Por Fernando Castilho

Velha arte de matar para prevenir mortes

Imagem ilustrativa Imagem ilustrativaFoto: Reprodução/Google

É compreensível (mas não natural) que nossa imprensa durante os anos de guerra fria tenha adotado um lado para seguir, uma vez que vivíamos uma ditadura urdida em Washington.

Todas as vezes que líamos sobre Estados Unidos e União Soviética, este último era encarado como o bloco do mal.

Mas não é compreensível que nos dias de hoje, acabada a guerra fria, com o desmantelamento da União Soviética e o crescimento econômico e militar de uma Rússia não comunista, nossa imprensa ainda se coloque do lado americano, para o que der e vier, comprando muito facilmente, sem sequer, desconfiar, criticar ou debater, as notícias que são plantadas.

Os Estados Unidos seguiram a mesma estratégia adotada durante a invasão do Iraque, de afirmar ao mundo que a Síria usou armas químicas contra a população.

De olho no petróleo (que é fornecido preferencialmente à Rússia), Trump se acha no direito de bombardear o país.

Novamente se fala em eixo do mal, formado por Rússia, China e Irã contra o eixo americano do bem.

Infelizmente o Brasil, após a queda de Dilma, perdeu sua condição de livre negociador no mercado mundial e se atrelou de vez aos americanos.
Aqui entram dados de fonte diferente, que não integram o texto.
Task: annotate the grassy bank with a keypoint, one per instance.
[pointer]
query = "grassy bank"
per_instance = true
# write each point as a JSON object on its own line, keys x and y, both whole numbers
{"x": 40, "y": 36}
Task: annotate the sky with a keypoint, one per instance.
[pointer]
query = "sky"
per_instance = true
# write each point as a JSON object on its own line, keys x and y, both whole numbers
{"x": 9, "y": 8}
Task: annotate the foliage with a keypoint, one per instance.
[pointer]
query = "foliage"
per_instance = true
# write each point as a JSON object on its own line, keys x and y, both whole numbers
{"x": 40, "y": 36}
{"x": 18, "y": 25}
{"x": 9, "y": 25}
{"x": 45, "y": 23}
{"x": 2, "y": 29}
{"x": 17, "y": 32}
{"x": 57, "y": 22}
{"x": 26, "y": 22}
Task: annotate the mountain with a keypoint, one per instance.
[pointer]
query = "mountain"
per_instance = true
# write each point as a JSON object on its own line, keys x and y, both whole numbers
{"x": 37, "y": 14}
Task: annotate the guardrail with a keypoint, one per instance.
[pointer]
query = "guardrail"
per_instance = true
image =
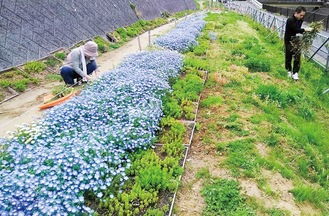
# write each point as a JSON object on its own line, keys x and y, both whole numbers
{"x": 320, "y": 47}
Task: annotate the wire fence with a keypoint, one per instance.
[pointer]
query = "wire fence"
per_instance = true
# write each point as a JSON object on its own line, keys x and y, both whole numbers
{"x": 319, "y": 52}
Foi por causa do Pré Sal que Dilma foi golpeada e que Lula está preso. Só ingênuos, incautos e incapazes de fazer uma análise geopolítica da situação mundial, não conseguem compreender isso.

É por isso que, como as pessoas simples do Facebook costumam fazer, a imprensa brasileira compartilha as fake news americanas, deixando de publicar o contraditório russo.

Vejam que, embora a Rússia seja acusada de fazer parte do eixo do mal, mesmo após os ataques americanos, ela não retaliou. Preferiu denunciar o ataque ao Conselho de Segurança da ONU.

A atitude russa é de uma responsabilidade exemplar pois o que está em jogo é a possível eclosão de uma terceira guerra mundial que, embora possa ser vencida pela Rússia em aliança com a China, certamente levaria o planeta ao caos com milhões de mortes de civis.

Mas se a provocação continuar, Putin, sabemos, não tem espírito de barata.